Ellis believes that the DLT industry needs to do a much better job of explaining the benefits, providing ample use cases and essentially demonstrating why this new technology is better than what is being used today—not just incrementally, but exponentially better.
“Just 14% of GPs said that it had the potential to play a significant role in the future, and no one commented that it was already an important disruptive force,” according to the findings.
Ellis said that in order for blockchain to be adopted more widely, some of the main issues need to be addressed.
“Right now, there is a lot of coverage on the environmental cost of mining bitcoins. With the huge increase and interest in ESG, the massive computing power needed to create coins has got to be tackled. With inconsistent regulation, there’s more ability for market manipulation or scams to happen than in other more highly regulated markets,” he said.

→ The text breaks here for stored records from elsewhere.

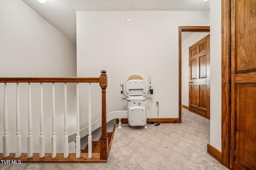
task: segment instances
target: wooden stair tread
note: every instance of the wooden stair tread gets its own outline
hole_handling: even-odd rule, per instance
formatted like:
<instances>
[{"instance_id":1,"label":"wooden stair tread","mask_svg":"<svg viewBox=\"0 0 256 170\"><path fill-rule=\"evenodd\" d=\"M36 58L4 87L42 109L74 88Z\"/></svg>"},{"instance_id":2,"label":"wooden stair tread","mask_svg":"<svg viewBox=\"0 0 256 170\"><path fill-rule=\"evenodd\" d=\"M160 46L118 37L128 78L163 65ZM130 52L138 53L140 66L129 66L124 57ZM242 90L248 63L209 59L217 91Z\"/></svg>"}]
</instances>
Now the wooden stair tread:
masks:
<instances>
[{"instance_id":1,"label":"wooden stair tread","mask_svg":"<svg viewBox=\"0 0 256 170\"><path fill-rule=\"evenodd\" d=\"M92 141L92 150L93 150L95 148L95 147L96 147L98 142L98 141ZM87 145L84 149L84 150L82 150L81 151L81 153L88 153L88 145Z\"/></svg>"},{"instance_id":2,"label":"wooden stair tread","mask_svg":"<svg viewBox=\"0 0 256 170\"><path fill-rule=\"evenodd\" d=\"M111 146L112 139L114 136L114 133L115 131L116 125L115 125L113 132L107 132L107 136L108 138L108 152L110 150ZM100 139L101 136L100 138L98 141L92 141L92 153L100 153ZM88 145L86 146L84 150L81 150L82 153L88 153Z\"/></svg>"}]
</instances>

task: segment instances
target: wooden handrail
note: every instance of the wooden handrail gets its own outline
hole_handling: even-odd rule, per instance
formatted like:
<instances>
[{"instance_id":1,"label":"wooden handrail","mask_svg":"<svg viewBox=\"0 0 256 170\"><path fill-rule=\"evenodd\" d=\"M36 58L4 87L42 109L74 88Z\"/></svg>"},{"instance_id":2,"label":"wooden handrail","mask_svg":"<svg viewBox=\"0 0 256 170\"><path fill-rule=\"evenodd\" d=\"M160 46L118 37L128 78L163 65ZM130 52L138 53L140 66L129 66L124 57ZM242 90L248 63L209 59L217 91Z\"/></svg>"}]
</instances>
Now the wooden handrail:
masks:
<instances>
[{"instance_id":1,"label":"wooden handrail","mask_svg":"<svg viewBox=\"0 0 256 170\"><path fill-rule=\"evenodd\" d=\"M102 89L101 138L100 140L100 159L108 159L108 141L107 135L107 114L106 103L106 89L108 86L108 76L105 70L101 71L100 76L100 86Z\"/></svg>"},{"instance_id":2,"label":"wooden handrail","mask_svg":"<svg viewBox=\"0 0 256 170\"><path fill-rule=\"evenodd\" d=\"M107 135L106 88L108 76L102 70L99 77L0 77L0 83L99 83L102 89L102 135L100 160L106 160L108 155L108 142Z\"/></svg>"},{"instance_id":3,"label":"wooden handrail","mask_svg":"<svg viewBox=\"0 0 256 170\"><path fill-rule=\"evenodd\" d=\"M0 83L99 82L99 77L0 77Z\"/></svg>"}]
</instances>

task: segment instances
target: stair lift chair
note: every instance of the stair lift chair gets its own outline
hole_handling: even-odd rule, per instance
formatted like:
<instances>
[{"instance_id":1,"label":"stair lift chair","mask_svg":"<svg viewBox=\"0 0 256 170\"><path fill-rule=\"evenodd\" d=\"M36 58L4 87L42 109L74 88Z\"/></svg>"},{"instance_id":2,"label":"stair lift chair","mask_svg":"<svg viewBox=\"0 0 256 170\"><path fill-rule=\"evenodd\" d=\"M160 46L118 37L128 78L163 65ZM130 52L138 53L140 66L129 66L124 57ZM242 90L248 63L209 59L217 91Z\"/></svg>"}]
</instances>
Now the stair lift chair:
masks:
<instances>
[{"instance_id":1,"label":"stair lift chair","mask_svg":"<svg viewBox=\"0 0 256 170\"><path fill-rule=\"evenodd\" d=\"M147 128L147 105L145 96L149 93L151 87L151 76L148 76L148 91L145 95L145 84L142 78L138 75L130 76L126 83L126 95L124 92L124 84L121 84L123 94L128 101L127 117L128 123L132 127L140 126Z\"/></svg>"}]
</instances>

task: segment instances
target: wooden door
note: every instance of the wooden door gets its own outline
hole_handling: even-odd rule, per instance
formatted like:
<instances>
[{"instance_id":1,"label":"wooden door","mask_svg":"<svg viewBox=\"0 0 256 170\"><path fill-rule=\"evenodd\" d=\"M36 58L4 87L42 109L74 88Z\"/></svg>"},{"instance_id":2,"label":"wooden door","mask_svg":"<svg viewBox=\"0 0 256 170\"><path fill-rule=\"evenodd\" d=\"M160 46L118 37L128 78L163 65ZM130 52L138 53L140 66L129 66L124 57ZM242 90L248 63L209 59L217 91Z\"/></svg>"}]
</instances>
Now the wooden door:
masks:
<instances>
[{"instance_id":1,"label":"wooden door","mask_svg":"<svg viewBox=\"0 0 256 170\"><path fill-rule=\"evenodd\" d=\"M230 157L256 170L256 0L231 2Z\"/></svg>"},{"instance_id":2,"label":"wooden door","mask_svg":"<svg viewBox=\"0 0 256 170\"><path fill-rule=\"evenodd\" d=\"M210 34L189 50L189 109L210 119Z\"/></svg>"}]
</instances>

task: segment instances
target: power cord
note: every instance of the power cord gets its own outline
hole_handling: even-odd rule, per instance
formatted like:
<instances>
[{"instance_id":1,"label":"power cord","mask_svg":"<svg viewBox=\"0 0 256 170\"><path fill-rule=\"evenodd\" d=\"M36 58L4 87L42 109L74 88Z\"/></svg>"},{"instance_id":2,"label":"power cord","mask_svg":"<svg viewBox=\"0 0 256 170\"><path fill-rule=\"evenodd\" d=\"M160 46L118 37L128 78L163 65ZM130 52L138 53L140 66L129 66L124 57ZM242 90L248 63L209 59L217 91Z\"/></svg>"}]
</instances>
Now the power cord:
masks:
<instances>
[{"instance_id":1,"label":"power cord","mask_svg":"<svg viewBox=\"0 0 256 170\"><path fill-rule=\"evenodd\" d=\"M158 119L159 119L159 105L158 105L157 106L157 121L156 121L156 122L157 122L157 123L156 123L154 125L155 126L157 126L158 125L160 125L160 123L158 123Z\"/></svg>"}]
</instances>

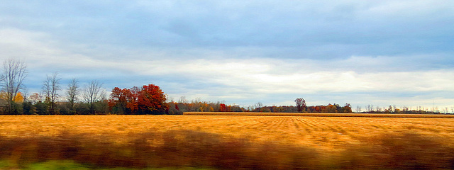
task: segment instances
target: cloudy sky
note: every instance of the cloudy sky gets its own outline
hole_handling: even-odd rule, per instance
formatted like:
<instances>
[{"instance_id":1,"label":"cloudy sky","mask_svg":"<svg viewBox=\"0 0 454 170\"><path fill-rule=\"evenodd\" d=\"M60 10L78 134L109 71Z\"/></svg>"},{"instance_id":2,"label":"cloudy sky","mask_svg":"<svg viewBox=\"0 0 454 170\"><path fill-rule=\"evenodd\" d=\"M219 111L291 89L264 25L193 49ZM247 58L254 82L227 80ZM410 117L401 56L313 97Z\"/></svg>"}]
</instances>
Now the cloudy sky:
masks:
<instances>
[{"instance_id":1,"label":"cloudy sky","mask_svg":"<svg viewBox=\"0 0 454 170\"><path fill-rule=\"evenodd\" d=\"M6 0L8 58L29 93L58 72L63 89L154 84L175 100L450 108L454 1Z\"/></svg>"}]
</instances>

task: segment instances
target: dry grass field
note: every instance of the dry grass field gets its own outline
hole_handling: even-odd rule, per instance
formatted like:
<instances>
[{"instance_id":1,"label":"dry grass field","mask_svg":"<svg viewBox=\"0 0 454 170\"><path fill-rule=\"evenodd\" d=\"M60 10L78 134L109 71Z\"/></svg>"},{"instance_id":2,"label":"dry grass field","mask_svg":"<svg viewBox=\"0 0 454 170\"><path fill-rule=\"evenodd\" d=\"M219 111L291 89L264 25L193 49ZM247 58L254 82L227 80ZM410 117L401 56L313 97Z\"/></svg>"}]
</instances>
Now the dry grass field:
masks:
<instances>
[{"instance_id":1,"label":"dry grass field","mask_svg":"<svg viewBox=\"0 0 454 170\"><path fill-rule=\"evenodd\" d=\"M450 117L208 114L2 115L0 169L454 169Z\"/></svg>"},{"instance_id":2,"label":"dry grass field","mask_svg":"<svg viewBox=\"0 0 454 170\"><path fill-rule=\"evenodd\" d=\"M63 130L111 134L190 130L247 137L257 142L301 144L321 149L394 132L415 132L454 141L454 119L250 115L2 115L0 135L52 136Z\"/></svg>"}]
</instances>

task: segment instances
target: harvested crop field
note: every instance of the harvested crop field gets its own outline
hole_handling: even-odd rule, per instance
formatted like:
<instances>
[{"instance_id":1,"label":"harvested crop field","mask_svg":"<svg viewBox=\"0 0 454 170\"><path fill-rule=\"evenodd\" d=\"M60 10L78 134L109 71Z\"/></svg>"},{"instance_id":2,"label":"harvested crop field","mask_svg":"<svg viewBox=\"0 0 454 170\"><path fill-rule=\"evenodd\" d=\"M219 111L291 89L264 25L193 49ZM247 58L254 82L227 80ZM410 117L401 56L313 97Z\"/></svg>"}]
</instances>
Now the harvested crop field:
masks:
<instances>
[{"instance_id":1,"label":"harvested crop field","mask_svg":"<svg viewBox=\"0 0 454 170\"><path fill-rule=\"evenodd\" d=\"M109 134L190 130L272 142L341 149L384 133L414 132L454 141L454 119L253 115L2 115L0 135L55 136L62 131Z\"/></svg>"}]
</instances>

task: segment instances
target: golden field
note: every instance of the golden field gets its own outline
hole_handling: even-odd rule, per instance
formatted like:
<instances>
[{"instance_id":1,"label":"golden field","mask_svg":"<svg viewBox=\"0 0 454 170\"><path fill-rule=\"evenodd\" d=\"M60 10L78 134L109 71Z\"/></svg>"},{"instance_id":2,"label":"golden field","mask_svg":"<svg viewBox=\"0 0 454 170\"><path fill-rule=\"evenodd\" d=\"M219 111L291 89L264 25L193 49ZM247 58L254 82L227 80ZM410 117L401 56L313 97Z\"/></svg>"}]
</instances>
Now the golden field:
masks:
<instances>
[{"instance_id":1,"label":"golden field","mask_svg":"<svg viewBox=\"0 0 454 170\"><path fill-rule=\"evenodd\" d=\"M1 115L0 136L55 136L62 131L110 134L190 130L272 142L342 149L370 137L394 132L415 132L454 141L454 119L253 115Z\"/></svg>"}]
</instances>

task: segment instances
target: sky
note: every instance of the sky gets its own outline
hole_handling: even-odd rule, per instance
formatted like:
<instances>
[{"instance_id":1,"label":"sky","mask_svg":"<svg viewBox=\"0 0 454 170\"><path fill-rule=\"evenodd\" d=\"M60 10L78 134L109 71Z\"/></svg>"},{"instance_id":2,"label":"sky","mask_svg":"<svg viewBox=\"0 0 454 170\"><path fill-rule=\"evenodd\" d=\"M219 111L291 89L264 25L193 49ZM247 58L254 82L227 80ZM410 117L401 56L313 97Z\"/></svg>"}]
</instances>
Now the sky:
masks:
<instances>
[{"instance_id":1,"label":"sky","mask_svg":"<svg viewBox=\"0 0 454 170\"><path fill-rule=\"evenodd\" d=\"M0 3L0 61L107 91L252 106L454 107L453 1Z\"/></svg>"}]
</instances>

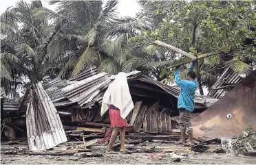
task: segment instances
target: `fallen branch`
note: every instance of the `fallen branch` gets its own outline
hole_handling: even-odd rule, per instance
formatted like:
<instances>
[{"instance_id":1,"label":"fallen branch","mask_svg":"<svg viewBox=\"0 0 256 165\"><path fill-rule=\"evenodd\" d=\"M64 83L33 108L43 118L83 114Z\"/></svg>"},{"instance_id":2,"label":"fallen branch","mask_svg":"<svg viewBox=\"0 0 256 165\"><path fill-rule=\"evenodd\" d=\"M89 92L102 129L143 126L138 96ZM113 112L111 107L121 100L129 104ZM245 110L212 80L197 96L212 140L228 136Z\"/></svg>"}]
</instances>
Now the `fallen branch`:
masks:
<instances>
[{"instance_id":1,"label":"fallen branch","mask_svg":"<svg viewBox=\"0 0 256 165\"><path fill-rule=\"evenodd\" d=\"M201 59L203 59L203 58L209 58L209 57L211 57L211 56L213 56L214 55L216 55L215 53L213 53L213 54L210 54L209 55L206 55L205 57L202 57L202 58L195 58L194 60L190 60L190 61L188 61L188 62L182 62L182 63L180 63L179 64L175 64L175 65L173 65L173 66L171 66L169 67L167 67L168 68L174 68L174 67L176 67L178 66L180 66L180 65L184 65L184 64L189 64L189 63L191 63L192 62L193 62L194 60L201 60Z\"/></svg>"},{"instance_id":2,"label":"fallen branch","mask_svg":"<svg viewBox=\"0 0 256 165\"><path fill-rule=\"evenodd\" d=\"M162 41L156 40L156 41L153 42L153 43L154 44L156 44L157 45L160 46L160 47L167 47L169 49L172 49L172 50L173 50L173 51L175 51L178 52L178 53L180 53L181 54L183 54L183 55L186 55L188 58L190 58L191 59L194 60L194 59L196 58L196 57L195 57L195 56L193 56L193 55L192 55L186 53L186 51L184 51L182 49L180 49L175 47L173 47L173 46L171 46L170 45L168 45L167 43L164 43L164 42L163 42Z\"/></svg>"}]
</instances>

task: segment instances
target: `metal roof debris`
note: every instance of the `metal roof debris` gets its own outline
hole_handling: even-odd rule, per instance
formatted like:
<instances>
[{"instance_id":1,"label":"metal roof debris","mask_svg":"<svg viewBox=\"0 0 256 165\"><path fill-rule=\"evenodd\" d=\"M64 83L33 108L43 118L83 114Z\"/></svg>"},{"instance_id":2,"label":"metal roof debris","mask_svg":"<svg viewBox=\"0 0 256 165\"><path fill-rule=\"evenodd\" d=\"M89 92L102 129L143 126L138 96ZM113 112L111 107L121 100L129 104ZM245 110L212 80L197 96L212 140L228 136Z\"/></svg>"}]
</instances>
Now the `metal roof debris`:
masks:
<instances>
[{"instance_id":1,"label":"metal roof debris","mask_svg":"<svg viewBox=\"0 0 256 165\"><path fill-rule=\"evenodd\" d=\"M43 86L55 105L77 103L81 107L89 107L96 103L101 104L104 92L116 75L110 76L105 73L96 74L96 69L93 66L67 81L56 79ZM127 73L127 76L131 95L154 99L160 97L157 94L178 98L179 90L143 75L139 71ZM195 107L206 108L217 100L196 94Z\"/></svg>"},{"instance_id":2,"label":"metal roof debris","mask_svg":"<svg viewBox=\"0 0 256 165\"><path fill-rule=\"evenodd\" d=\"M213 84L208 96L220 99L236 86L242 79L243 77L239 74L228 67Z\"/></svg>"},{"instance_id":3,"label":"metal roof debris","mask_svg":"<svg viewBox=\"0 0 256 165\"><path fill-rule=\"evenodd\" d=\"M26 112L30 150L43 151L67 141L57 110L40 82L30 94Z\"/></svg>"},{"instance_id":4,"label":"metal roof debris","mask_svg":"<svg viewBox=\"0 0 256 165\"><path fill-rule=\"evenodd\" d=\"M202 141L232 138L248 125L256 130L256 70L213 105L195 117L193 136ZM227 114L231 117L227 117Z\"/></svg>"}]
</instances>

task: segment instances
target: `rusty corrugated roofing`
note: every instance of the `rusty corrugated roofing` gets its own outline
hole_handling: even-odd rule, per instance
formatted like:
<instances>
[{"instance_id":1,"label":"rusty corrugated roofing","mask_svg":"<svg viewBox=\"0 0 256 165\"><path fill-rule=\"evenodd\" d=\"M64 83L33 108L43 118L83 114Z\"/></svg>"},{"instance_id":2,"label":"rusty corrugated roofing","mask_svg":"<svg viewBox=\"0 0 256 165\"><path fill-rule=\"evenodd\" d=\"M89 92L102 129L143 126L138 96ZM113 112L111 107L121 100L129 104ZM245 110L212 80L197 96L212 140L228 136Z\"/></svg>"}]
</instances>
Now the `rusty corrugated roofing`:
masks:
<instances>
[{"instance_id":1,"label":"rusty corrugated roofing","mask_svg":"<svg viewBox=\"0 0 256 165\"><path fill-rule=\"evenodd\" d=\"M115 78L115 75L105 73L96 73L96 68L93 66L67 81L56 78L43 87L55 106L76 103L81 107L89 107L96 103L101 104L105 90ZM157 94L178 98L179 90L143 75L139 71L127 73L127 77L131 95L154 99L159 99ZM216 101L195 94L195 108L208 107Z\"/></svg>"},{"instance_id":2,"label":"rusty corrugated roofing","mask_svg":"<svg viewBox=\"0 0 256 165\"><path fill-rule=\"evenodd\" d=\"M207 95L211 97L220 99L224 97L227 93L227 91L237 85L242 79L243 77L228 67L213 84Z\"/></svg>"},{"instance_id":3,"label":"rusty corrugated roofing","mask_svg":"<svg viewBox=\"0 0 256 165\"><path fill-rule=\"evenodd\" d=\"M40 82L30 90L26 126L30 151L43 151L67 141L57 110Z\"/></svg>"},{"instance_id":4,"label":"rusty corrugated roofing","mask_svg":"<svg viewBox=\"0 0 256 165\"><path fill-rule=\"evenodd\" d=\"M3 98L3 112L11 112L18 110L19 103L14 99Z\"/></svg>"},{"instance_id":5,"label":"rusty corrugated roofing","mask_svg":"<svg viewBox=\"0 0 256 165\"><path fill-rule=\"evenodd\" d=\"M256 130L256 70L191 120L193 137L202 141L232 138L252 125ZM231 114L228 118L227 114Z\"/></svg>"}]
</instances>

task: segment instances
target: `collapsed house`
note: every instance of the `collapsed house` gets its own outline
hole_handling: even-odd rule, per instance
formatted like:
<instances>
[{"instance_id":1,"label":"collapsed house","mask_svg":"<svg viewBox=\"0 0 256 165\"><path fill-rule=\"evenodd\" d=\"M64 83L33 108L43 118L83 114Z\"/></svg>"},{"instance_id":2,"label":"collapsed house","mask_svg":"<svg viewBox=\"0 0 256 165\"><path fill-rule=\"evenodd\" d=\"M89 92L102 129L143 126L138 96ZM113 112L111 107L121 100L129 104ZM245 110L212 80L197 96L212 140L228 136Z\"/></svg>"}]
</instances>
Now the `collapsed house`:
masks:
<instances>
[{"instance_id":1,"label":"collapsed house","mask_svg":"<svg viewBox=\"0 0 256 165\"><path fill-rule=\"evenodd\" d=\"M245 76L247 75L245 75ZM244 78L228 67L213 85L207 96L219 99L235 88Z\"/></svg>"},{"instance_id":2,"label":"collapsed house","mask_svg":"<svg viewBox=\"0 0 256 165\"><path fill-rule=\"evenodd\" d=\"M256 70L224 97L195 117L193 137L201 141L229 139L250 127L256 130Z\"/></svg>"},{"instance_id":3,"label":"collapsed house","mask_svg":"<svg viewBox=\"0 0 256 165\"><path fill-rule=\"evenodd\" d=\"M127 118L133 126L127 131L157 134L171 132L173 129L178 129L173 125L171 117L178 115L177 101L179 90L164 85L138 71L127 73L127 77L135 104L134 110ZM87 135L87 137L104 137L104 135L98 133L102 133L103 127L110 126L110 119L108 113L100 116L100 105L105 90L114 78L114 75L111 76L105 73L98 73L97 68L93 66L67 81L56 78L43 82L40 91L45 91L47 94L45 97L49 97L46 100L50 105L52 103L57 113L57 116L50 116L50 118L60 116L68 138L80 137L81 134ZM12 123L17 127L23 127L24 129L25 125L28 126L25 115L27 113L27 118L28 115L32 115L28 114L28 107L31 106L30 100L30 94L25 94L19 99L21 104L19 107L14 110L12 114L8 114L8 118L16 118L17 123ZM195 110L205 110L217 100L196 94ZM50 107L52 107L52 105ZM3 112L6 110L3 107ZM53 110L51 113L47 114L53 115L54 112ZM38 117L42 118L40 115ZM30 125L29 129L33 129L33 127L35 126ZM41 131L40 129L37 129L37 131ZM88 136L92 132L94 134ZM45 143L42 140L41 142Z\"/></svg>"}]
</instances>

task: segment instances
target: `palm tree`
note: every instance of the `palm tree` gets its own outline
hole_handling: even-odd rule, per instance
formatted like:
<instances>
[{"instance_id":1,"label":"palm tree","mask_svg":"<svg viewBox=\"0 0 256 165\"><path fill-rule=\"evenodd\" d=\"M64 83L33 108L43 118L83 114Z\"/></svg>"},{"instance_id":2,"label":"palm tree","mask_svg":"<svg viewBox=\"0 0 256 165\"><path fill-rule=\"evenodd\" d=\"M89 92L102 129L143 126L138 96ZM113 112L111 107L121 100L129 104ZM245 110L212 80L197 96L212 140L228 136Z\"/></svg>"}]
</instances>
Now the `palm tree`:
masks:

“Tech pundits or DLT-believers can wax philosophically about the benefits and advantages of blockchain, but it is still a complex process, and the principles of encryption aren’t simple, so there needs to be a better way to explain the who, why and what of blockchain in layman’s terms before it can be part of daily vernacular and embraced more broadly,” he explained.
There also appears to be differing approaches to blockchain technology, and large consortiums of banks and other players have dissolved due to incompatibility, he said.
“While blockchain holds a lot of promise, nobody wants to back the Betamax version, so until there’s a clear winner and there’s standardization in approach, it may be very trying to get a majority of participants to jump in with both feet,” he added.